Californians get what they demanded

? California’s recall — a riot of millionaires masquerading as a “revolt of the people” — began with a rich conservative Republican congressman, who could think of no other way he might become governor, financing the gathering of the necessary signatures. Now this exercise in “direct democracy” — precisely what America’s Founders devised institutions to prevent — has ended with voters, full of self pity and indignation, removing an obviously incompetent governor. They have removed him from the office to which they re-elected him after he had made his incompetence obvious by making most of the decisions that brought the voters to a boil.

The odor of what some so-called conservatives were indispensable to producing will eventually arouse them from their swoons over Arnold Schwarzenegger. Then they can inventory the damage they have done by seizing an office that just 11 months ago they proved incapable of winning in a proper election under ideal conditions.

These Schwarzenegger conservatives — now, there is an oxymoron for these times — have embraced a man who is, politically, Hollywood’s culture leavened by a few paragraphs of Milton Friedman. They have given spurious plausibility to a meretricious accusation that Democrats are using to poison American politics, the charge that Florida 2000 was part of a pattern of Republican power grabs outside the regular election process.

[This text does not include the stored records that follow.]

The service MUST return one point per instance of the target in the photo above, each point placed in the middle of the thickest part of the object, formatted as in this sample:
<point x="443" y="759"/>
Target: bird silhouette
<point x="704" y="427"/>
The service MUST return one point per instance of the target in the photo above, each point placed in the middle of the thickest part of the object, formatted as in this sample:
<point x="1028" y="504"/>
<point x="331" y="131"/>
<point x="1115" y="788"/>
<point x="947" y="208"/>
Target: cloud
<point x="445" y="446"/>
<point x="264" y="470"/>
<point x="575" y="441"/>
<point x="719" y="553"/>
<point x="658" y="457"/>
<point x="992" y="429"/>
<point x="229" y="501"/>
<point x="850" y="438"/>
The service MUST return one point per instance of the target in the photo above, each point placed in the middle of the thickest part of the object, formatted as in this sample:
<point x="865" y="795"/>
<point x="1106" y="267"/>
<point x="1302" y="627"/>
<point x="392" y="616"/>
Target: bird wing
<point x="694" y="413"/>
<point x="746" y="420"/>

Schwarzenegger’s conservative supporters have furled the flag of “family values” while mocking their participation in the anti-Clinton sex posse. They were unoffended by Schwarzenegger’s flippant assertions that only the “religiously fanatic” oppose human cloning — not just stem cell research but cloning. These faux conservatives’ new hero said that only “right-wing crazies” supported the proposal on Tuesday’s ballot to bar the state from collecting the racial data that fuels the racial spoils system.

Some conservatives insist that they have been not empty-headed but hardheaded: They say a Republican governor will markedly strengthen the Bush campaign in California. Perhaps. But Republican governors did not prevent Bush from losing Wisconsin, Michigan and Pennsylvania in 2000.

During the coming presidential campaign, California’s Republican governor will be busy proving the fatuity of his proposal to solve California’s budget crisis by cutting waste, fraud and abuse — things for which there is no constituency. In 2004, President Bush will not campaign in a California seething with resentment of spending cuts and attempted tax increases advocated by a hugely unpopular Democratic governor. Instead, Bush will campaign in a California in which the Republican governor will be illustrating the axiom that today only a Republican governor can substantially raise taxes.

This is so because the people, in their zeal for majority rule, have mandated, through the initiative process, a two-thirds supermajority requirement for raising taxes. Which means the Republicans’ legislative minority is large enough to block a Democratic governor’s request for tax increases but probably is not starchy enough to resist a Republican governor’s request for — Republicans believe in recycling, at least of squeamish rhetoric — “revenue enhancements.”

Then again, some Republicans might resist, because their principles need not threaten what is really important — re-election. Almost all legislators of both parties represent safe seats because the political class has put an end to much of California’s politics by using redistricting to protect all incumbents. This is one reason why politics has re-emerged through the recall process, which allows the people to vent against their chosen representatives.

The put-upon people of California, groaning under the weight of decisions taken by California’s electorate, have repeatedly taken lawmaking into their own hands through initiatives that mandate this and that allocation of resources. So an estimated — no one seems able to say for sure, which fact says much about the consequences of California populism — 60 percent to 80 percent of the budget is beyond the control of the governor and Legislature.

One of the new governor’s two noteworthy campaign promises is that he will not cut education, which — thanks to what the public did in a 1988 initiative — is roughly 50 percent of state spending. His other venture into specificity during the campaign — a campaign in which he said, brassily and correctly, that “the public doesn’t care about figures” — was his promise to promptly increase by 50 percent the already $8 billion deficit by repealing the car tax that Davis and the Legislature recently tripled.

A Washington-based Democrat, who was making election-eve get-out-the-vote calls to African-American households in South Los Angeles, knew Gray Davis would be recalled when voter after voter told her, emphatically and specifically, the precise dollar amount that the tax increase was costing him or her. The new governor should repeal it because it is unjust. And because the people deserve to get what they demand. Don’t they?